Input: term, filename => [(filename, term_frequnecy, [offset, ...]), ...]
aaa, file1 => file1, 2, [238, 246]
file2, 1, [449]
bbb, file1 => file1, 1, [242]
file2, 2, [445, 453]
Output: term, document_frequency => [(filename, term_frequnecy, [offset, ...]), ...]
aaa, 2 => [(file1, 2, [238, 246]), (file2, 1, [449])]
bbb, 2 => [(file1, 1, [242]), (file2, 2, [445, 453])]
By default, the output of BuildInvertedIndex
is in SequenceFile
format which can be easily restore to java objects.
Steps in Query
class:
- Reads records directly from HDFS
- Filter records by terms in the given query
- Generate file list of each term and calculate tf-idf score of each file
- Merge file list according to query
- Print the merged file list
1. How many pass do you used to run mapReduce in part1? Is there any other method to do it? What's the advantage and disadvantage?
One pass mapReduce in part1.
Many other ways:
-
Term frequencies can be calculated in the mapper not combiner. Advantage: No combiner. Disadvantage: The mapper needs to keep a big variable for storing the counts and offsets of all kinds of words. Consumes more memory.
-
Term frequencies can be calculated in the reducer. Disadvantage: That needs one more map reduce pass for calculating document frequency.
-
File names can be sorted in the reducer. Advantage: The redundant file name in the key can be removed. Disadvantage: That needs more memory for sorting file names.

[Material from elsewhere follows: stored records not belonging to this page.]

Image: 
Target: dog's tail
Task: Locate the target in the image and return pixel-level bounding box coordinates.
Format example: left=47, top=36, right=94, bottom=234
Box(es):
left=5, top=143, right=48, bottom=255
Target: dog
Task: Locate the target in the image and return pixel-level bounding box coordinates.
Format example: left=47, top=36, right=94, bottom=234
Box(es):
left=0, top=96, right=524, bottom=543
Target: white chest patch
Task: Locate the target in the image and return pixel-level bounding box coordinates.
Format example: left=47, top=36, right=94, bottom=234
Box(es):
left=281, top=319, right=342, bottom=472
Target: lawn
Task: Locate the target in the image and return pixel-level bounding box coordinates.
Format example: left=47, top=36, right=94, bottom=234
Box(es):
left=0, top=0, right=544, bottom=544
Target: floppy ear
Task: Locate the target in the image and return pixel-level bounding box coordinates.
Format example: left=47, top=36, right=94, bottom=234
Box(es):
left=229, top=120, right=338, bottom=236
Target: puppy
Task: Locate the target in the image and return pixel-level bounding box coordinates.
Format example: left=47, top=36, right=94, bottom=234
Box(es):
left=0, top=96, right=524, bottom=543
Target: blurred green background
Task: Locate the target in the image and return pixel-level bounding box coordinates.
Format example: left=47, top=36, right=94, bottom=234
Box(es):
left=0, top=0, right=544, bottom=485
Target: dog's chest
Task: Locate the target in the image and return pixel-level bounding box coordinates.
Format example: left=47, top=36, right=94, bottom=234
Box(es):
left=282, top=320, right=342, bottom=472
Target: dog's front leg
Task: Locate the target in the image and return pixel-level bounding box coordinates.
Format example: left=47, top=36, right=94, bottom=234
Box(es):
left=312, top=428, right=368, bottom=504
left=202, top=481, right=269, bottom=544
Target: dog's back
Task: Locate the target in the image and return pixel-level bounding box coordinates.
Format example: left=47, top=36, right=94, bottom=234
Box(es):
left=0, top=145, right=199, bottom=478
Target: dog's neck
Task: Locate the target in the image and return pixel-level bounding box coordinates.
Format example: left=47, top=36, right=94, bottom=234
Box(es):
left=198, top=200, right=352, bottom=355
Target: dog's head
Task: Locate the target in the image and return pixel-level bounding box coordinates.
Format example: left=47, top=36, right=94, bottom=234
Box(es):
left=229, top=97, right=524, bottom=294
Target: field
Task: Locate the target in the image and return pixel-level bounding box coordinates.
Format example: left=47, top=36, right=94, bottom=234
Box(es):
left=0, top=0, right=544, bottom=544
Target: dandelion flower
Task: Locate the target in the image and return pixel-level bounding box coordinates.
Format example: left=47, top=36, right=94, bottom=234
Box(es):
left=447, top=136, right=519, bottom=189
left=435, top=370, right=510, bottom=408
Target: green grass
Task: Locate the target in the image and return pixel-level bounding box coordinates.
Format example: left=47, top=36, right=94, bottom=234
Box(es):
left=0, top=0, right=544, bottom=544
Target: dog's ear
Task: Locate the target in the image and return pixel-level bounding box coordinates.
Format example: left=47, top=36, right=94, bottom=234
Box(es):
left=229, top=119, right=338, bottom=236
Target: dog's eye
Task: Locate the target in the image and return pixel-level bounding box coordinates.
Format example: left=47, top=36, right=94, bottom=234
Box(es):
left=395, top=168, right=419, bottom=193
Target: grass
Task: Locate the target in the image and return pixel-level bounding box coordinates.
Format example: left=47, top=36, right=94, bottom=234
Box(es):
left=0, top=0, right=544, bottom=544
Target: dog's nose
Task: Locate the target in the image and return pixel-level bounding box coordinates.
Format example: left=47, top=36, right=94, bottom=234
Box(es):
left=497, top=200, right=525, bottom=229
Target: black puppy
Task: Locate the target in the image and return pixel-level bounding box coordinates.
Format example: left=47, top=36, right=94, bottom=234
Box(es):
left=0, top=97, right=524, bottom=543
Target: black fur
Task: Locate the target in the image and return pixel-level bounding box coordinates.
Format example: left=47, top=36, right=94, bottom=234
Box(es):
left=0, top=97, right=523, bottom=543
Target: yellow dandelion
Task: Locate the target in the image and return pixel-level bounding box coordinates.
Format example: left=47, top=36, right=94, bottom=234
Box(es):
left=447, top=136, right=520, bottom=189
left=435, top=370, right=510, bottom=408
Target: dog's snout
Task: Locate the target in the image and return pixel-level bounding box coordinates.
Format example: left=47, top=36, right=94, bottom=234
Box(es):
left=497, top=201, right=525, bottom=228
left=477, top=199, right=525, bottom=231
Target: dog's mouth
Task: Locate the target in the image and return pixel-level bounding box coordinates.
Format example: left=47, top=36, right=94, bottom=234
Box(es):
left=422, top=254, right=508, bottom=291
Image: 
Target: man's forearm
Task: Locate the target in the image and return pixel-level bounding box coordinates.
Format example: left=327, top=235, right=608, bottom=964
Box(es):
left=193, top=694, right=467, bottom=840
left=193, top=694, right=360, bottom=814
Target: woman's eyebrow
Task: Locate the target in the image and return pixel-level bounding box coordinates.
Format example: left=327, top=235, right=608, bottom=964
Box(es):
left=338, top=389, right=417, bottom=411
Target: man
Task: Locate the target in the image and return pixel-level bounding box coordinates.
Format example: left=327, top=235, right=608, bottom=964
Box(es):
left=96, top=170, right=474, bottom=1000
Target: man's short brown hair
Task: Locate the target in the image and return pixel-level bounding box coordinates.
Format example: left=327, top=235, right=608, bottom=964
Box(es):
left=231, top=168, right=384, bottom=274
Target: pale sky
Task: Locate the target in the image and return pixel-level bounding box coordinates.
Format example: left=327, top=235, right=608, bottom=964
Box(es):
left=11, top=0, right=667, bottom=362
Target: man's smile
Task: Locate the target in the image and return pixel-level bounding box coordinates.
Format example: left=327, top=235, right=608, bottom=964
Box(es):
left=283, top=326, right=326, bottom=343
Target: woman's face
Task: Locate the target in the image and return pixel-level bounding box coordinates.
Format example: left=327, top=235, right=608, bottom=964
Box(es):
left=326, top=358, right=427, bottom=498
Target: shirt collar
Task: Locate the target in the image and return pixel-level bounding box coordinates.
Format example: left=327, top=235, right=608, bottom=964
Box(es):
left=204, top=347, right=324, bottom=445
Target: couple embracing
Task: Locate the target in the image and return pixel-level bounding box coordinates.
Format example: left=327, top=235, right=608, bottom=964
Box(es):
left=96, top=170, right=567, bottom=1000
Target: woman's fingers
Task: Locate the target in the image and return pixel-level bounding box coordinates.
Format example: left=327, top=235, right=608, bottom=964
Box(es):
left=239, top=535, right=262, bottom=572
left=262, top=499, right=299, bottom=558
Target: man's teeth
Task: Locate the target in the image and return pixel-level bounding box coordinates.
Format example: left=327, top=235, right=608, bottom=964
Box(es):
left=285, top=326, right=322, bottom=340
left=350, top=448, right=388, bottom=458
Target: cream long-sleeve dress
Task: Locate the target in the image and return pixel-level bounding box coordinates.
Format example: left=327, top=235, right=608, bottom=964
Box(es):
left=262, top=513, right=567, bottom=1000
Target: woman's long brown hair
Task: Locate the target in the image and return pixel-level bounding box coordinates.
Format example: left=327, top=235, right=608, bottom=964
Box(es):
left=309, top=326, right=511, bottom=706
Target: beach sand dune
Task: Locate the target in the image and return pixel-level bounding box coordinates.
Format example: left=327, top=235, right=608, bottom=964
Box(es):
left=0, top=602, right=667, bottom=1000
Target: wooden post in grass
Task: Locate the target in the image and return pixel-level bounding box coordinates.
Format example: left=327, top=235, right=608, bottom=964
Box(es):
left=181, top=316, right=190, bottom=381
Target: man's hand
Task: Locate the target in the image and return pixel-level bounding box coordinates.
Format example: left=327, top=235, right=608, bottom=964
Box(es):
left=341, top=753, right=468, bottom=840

My extension is supporting basic Google query syntax. All supported operands is described in the following.
term1 term2
means ANDterm1 OR term2
means OR-term1
means no term1
The query universe -wood book OR sport store
means (universe AND (book OR sport) AND store) WITHOUT wood
.
The most difficult part is to use jparsec library to parse the query and merge the file list of each term by the syntax of query. This is my first java program and the jparsec library is pretty complex.